Solve this integration

Answer 1

Topic:

Integration

Solution:

We need to evaluate the following integral.

$\displaystyle\int \dfrac{dx}{x^{\frac12} + x^{\frac14}}$

Since the LCM of 1/2 and 1/4 is 1/4, we use the method of substitution.

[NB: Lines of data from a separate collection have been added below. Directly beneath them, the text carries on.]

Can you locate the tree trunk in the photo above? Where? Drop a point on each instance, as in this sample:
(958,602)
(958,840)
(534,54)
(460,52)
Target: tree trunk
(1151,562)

Put x = t⁴ so that dx = 4 t³ dt.

The above integral changes to,

$\displaystyle\longrightarrow\int \dfrac{4t^3}{(t^4)^{\frac12} + (t^4)^{\frac14}}\ dt$

$\displaystyle\longrightarrow\int \dfrac{4t^3}{t^2 + t}\ dt$

$\displaystyle\longrightarrow\int \dfrac{4t^3}{t(t + 1)}\ dt$

$\displaystyle\longrightarrow\int \dfrac{4t^2}{t + 1}\ dt$

$\displaystyle\longrightarrow\int \dfrac{4t^2 -4+ 4}{t + 1}\ dt$

$\displaystyle\longrightarrow\int \dfrac{4(t^2-1)+ 4}{t + 1}\ dt$

$\displaystyle\longrightarrow\int \dfrac{4(t+1)(t-1)+ 4}{t + 1}\ dt$

$\displaystyle\longrightarrow\int \dfrac{4(t+1)(t-1)}{t + 1} + \dfrac{4}{t+1}\ dt$

$\displaystyle\longrightarrow\int 4(t-1)+ \dfrac{4}{t+1}\ dt$

$\displaystyle\longrightarrow\int 4t-4\ dt+ 4\int\dfrac{1}{t+1}\ dt$

Now here, we can use the formulas,

$\boxed{\int \dfrac{1}{x+a}\, dx = \log|x+a| +C}$

$\boxed{\int x^n\ dx = \dfrac{x^{n+1}}{n+1} +C}$

Using the above rules here, we get:

${\displaystyle\longrightarrow4\ \dfrac{t^{1+1}}{1+1}-4\ \dfrac{t^{0+1}}{ 0 + 1}\ + 4\log|t+1| + C}$

$\displaystyle\longrightarrow4\ \dfrac{t^2}{2}-4t + 4\log|t+1| + C$

$\displaystyle\longrightarrow2 t^2-4t + 4\log|t+1| + C$

Now, undoing our substitution, we get:

${\displaystyle\longrightarrow2 (x^{1/4})^2-4(x^{1/4}) + 4\log|x^{1/4}+1| + C}$

$\displaystyle\longrightarrow2x^{1/2}-4x^{1/4} + 4\log|x^{1/4}+1| + C$

$\displaystyle\longrightarrow2\sqrt{x}-4\sqrt[4]{x}+ 4\log|\sqrt[4]{x}+1| + C$

Hence this is the required answer.